External volume cleaner

Purpose: Removes unused kubernetes volumes and related backend volumes

Where it runs: On Runtime Cluster as CronJob (kubectl get cronjobs -n codefresh -l app=dind-volume-cleanup). Installed in case the Runner uses non-local volumes (Storage.Backend != local)

Triggered by: CronJob every 10min (configurable), part of runtime-cluster-monitor and runner deployment

Configuration:

Set codefresh.io/volume-retention annotation on Runtime Environment:

dockerDaemonScheduler:
  pvcs:
    dind:
      storageClassName: dind-ebs-volumes-runner-codefresh
      reuseVolumeSelector: 'codefresh-app,io.codefresh.accountName,pipeline_id'
      volumeSize: 32Gi
      annotations:
        codefresh.io/volume-retention: 7d

Override environment variables for dind-volume-cleanup cronjob if necessary:

  • RETENTION_DAYS (defaults to 4)
  • MOUNT_MIN (defaults to 3)
  • PROVISIONED_BY (defaults to codefresh.io/dind-volume-provisioner)

About optional -m argument:

  • dind-volume-cleanup to clean volumes that were last used more than RETENTION_DAYS ago
  • dind-volume-cleanup-m to clean volumes that were used more than a day ago, but mounted less than MOUNT_MIN times


Local volume cleaner

Purpose: Deletes local volumes when node disk space is close to the threshold

Where it runs: On each node on runtime cluster as DaemonSet dind-lv-monitor. Installed in case the Runner uses local volumes (Storage.Backend == local)

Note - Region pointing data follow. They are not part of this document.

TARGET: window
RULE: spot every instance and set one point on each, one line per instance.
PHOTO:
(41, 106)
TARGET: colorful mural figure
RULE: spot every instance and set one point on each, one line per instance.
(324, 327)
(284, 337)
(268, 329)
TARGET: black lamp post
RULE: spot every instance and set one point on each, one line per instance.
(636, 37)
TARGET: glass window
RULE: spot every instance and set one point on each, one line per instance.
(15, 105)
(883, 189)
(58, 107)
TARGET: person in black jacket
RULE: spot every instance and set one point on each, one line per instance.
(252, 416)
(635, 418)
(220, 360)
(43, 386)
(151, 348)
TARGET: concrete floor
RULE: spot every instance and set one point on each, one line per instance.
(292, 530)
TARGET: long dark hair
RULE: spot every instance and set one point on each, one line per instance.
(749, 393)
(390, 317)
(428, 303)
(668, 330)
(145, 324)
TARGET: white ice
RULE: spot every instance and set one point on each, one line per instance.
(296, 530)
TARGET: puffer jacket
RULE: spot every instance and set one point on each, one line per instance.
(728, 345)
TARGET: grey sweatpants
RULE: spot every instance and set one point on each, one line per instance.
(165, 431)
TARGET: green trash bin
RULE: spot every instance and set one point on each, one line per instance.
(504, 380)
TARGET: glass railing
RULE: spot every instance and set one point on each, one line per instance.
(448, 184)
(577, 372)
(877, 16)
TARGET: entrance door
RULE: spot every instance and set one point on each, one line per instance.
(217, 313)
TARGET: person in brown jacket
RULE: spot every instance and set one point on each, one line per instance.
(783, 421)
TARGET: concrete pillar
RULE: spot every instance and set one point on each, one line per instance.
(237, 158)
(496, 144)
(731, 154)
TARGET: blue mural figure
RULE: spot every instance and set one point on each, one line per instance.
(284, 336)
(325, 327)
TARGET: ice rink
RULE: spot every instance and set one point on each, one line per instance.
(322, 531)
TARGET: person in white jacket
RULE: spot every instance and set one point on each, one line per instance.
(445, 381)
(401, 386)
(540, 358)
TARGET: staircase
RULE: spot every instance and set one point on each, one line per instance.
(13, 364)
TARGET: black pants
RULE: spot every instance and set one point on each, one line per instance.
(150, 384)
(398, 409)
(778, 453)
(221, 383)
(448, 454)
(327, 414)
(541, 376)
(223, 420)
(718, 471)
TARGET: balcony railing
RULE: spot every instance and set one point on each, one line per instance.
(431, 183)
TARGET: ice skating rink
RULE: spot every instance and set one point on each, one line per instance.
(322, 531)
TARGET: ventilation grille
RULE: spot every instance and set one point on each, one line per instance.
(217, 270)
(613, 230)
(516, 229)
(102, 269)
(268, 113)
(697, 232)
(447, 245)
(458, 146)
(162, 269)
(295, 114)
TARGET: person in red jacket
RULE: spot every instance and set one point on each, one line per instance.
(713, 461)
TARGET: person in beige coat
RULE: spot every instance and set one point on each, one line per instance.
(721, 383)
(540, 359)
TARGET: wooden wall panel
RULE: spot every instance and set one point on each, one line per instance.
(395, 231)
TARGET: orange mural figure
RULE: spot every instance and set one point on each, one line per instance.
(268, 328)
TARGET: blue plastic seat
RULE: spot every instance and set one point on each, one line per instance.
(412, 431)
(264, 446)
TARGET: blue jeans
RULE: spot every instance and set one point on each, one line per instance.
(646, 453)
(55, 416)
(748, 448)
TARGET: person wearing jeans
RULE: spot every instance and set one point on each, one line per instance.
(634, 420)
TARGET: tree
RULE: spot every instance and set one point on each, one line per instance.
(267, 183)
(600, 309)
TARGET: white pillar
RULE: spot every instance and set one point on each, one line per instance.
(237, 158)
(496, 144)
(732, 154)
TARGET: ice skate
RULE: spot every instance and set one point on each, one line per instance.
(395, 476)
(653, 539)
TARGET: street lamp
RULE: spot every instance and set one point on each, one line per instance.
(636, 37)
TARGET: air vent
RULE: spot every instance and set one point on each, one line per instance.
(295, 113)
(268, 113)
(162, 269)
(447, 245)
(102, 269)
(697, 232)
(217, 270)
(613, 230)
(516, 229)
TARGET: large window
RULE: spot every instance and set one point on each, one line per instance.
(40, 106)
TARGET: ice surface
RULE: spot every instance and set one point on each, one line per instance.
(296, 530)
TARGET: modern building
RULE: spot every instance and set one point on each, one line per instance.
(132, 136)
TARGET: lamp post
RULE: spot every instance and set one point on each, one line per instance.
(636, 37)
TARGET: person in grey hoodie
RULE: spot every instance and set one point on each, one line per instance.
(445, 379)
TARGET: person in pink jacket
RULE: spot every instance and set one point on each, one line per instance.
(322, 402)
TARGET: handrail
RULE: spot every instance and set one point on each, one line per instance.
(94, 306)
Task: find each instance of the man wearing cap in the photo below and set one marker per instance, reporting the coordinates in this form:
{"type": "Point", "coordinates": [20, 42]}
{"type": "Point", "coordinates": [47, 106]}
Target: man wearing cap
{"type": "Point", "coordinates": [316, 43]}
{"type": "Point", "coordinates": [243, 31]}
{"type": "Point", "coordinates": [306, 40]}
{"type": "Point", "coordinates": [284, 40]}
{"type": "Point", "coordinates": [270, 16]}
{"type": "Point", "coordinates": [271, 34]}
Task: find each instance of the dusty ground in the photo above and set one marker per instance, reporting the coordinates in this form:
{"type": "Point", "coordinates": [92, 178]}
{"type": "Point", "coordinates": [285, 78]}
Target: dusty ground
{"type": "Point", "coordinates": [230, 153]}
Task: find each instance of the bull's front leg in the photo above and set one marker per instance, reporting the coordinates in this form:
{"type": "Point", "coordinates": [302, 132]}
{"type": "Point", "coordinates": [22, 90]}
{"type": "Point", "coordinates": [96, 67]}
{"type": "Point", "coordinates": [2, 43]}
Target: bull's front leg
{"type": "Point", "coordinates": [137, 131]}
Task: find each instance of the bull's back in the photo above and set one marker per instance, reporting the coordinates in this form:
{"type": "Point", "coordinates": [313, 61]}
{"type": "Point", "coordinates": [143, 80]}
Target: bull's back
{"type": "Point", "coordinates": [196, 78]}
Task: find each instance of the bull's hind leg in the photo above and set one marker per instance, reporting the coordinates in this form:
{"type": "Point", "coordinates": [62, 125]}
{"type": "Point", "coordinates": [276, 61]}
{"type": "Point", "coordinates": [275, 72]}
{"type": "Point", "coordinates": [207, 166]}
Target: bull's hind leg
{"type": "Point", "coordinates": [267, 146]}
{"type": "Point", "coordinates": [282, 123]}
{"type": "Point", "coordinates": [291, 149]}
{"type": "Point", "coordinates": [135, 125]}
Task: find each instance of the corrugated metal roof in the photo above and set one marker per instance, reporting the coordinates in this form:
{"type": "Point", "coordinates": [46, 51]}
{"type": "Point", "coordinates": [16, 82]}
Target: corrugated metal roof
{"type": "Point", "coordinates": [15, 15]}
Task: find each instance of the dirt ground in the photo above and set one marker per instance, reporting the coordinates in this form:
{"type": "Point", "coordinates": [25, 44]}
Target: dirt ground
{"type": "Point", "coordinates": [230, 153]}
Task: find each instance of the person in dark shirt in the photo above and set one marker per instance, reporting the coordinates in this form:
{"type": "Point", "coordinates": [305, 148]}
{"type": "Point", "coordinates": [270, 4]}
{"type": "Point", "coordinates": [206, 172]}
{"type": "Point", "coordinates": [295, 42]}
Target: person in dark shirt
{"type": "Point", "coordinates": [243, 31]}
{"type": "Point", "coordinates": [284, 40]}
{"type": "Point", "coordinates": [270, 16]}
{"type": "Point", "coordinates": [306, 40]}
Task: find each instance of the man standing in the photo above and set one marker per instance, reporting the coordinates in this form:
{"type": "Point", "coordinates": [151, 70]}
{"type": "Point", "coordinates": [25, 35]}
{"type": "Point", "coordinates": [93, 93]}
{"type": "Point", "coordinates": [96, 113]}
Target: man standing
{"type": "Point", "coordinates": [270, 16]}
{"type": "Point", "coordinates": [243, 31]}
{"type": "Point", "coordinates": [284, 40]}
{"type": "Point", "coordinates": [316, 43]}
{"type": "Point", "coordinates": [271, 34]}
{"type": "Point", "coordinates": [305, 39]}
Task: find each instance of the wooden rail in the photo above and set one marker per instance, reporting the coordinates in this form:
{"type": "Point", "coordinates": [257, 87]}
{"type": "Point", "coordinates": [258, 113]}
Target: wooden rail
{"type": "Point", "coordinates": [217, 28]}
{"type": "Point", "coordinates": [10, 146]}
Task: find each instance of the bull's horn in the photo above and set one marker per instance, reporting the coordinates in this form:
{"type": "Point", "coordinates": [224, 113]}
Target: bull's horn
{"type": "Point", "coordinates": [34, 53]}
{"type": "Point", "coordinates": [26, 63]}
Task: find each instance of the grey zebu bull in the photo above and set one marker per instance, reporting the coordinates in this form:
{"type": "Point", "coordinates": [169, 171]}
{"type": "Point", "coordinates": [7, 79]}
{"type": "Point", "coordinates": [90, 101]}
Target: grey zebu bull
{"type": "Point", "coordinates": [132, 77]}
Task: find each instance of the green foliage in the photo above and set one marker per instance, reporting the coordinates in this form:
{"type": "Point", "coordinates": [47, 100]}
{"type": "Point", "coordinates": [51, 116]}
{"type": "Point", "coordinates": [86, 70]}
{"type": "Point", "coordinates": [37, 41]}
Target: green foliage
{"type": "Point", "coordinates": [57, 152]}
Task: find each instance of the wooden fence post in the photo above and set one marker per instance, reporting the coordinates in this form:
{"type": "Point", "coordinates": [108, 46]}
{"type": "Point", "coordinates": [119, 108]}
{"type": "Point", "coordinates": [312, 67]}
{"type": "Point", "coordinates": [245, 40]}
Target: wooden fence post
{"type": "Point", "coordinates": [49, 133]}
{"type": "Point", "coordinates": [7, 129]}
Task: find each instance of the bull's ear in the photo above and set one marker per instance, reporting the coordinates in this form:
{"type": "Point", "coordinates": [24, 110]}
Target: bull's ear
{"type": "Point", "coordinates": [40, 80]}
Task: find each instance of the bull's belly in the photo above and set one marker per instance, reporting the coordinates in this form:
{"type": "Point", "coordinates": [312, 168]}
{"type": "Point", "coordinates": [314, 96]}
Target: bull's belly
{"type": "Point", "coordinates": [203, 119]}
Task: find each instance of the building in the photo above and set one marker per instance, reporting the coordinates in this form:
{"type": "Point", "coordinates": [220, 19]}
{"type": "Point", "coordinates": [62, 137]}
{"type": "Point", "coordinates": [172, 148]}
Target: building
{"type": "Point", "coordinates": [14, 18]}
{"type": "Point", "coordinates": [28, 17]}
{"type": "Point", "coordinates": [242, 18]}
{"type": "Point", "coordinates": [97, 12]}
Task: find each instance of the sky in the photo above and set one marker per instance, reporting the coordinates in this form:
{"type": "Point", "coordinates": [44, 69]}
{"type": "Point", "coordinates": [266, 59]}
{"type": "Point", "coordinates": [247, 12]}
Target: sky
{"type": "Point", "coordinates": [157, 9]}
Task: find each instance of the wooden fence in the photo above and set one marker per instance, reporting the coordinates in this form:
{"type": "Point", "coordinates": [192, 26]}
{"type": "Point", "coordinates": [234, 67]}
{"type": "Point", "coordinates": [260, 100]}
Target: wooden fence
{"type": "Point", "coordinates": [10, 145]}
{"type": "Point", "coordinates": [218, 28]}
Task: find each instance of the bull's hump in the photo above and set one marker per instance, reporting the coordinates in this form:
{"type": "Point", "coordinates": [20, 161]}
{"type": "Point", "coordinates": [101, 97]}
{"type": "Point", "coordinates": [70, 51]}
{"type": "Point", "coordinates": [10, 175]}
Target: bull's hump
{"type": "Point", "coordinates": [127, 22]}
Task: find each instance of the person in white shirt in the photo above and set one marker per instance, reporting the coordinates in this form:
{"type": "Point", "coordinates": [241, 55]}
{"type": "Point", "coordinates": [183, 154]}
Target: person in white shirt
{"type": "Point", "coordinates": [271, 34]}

Triggered by: Disk space usage or node usage that exceeds thresholds (configurable)

Configuration:

Override environment variables for dind-lv-monitor daemonset if necessary:

  • VOLUME_PARENT_DIR - default /var/lib/codefresh/dind-volumes
  • KB_USAGE_THRESHOLD - default 80 (percentage)
  • INODE_USAGE_THRESHOLD - default 80

Codefresh Runner architecture

Codefresh Runner architecture overview

Codefresh Runner architecture overview
  1. Runtime-Environment specification defines engine and dind pods spec and PVC parameters.
  2. Runner pod (Agent) pulls tasks (Builds) from Codefresh API every 3 seconds.
  3. Once the agent receives build task (either Manual run build or Webhook triggered build) it calls k8s API to create engine/dind pods and PVC object.
  4. Volume Provisioner listens for PVC events (create) and based on StorageClass definition it creates PV object with the corresponding underlying volume backend (ebs/gcedisk/local).
  5. During the build, each step (clone/build/push/freestyle/composition) is represented as docker container inside dind (docker-in-docker) pod. Shared Volume (/codefresh/volume) is represented as docker volume and mounted to every step (docker containers). PV mount point inside dind pod is /var/lib/docker.
  6. Engine pod controls dind pod. It deserializes pipeline yaml to docker API calls, terminates dind after build has been finished or per user request (sigterm).
  7. dind-lv-monitor DaemonSet OR dind-volume-cleanup CronJob are part of runtime cleaners, app-proxy Deployment and Ingress are described in the App-Proxy installation, monitor Deployment is for Kubernetes Dashboard.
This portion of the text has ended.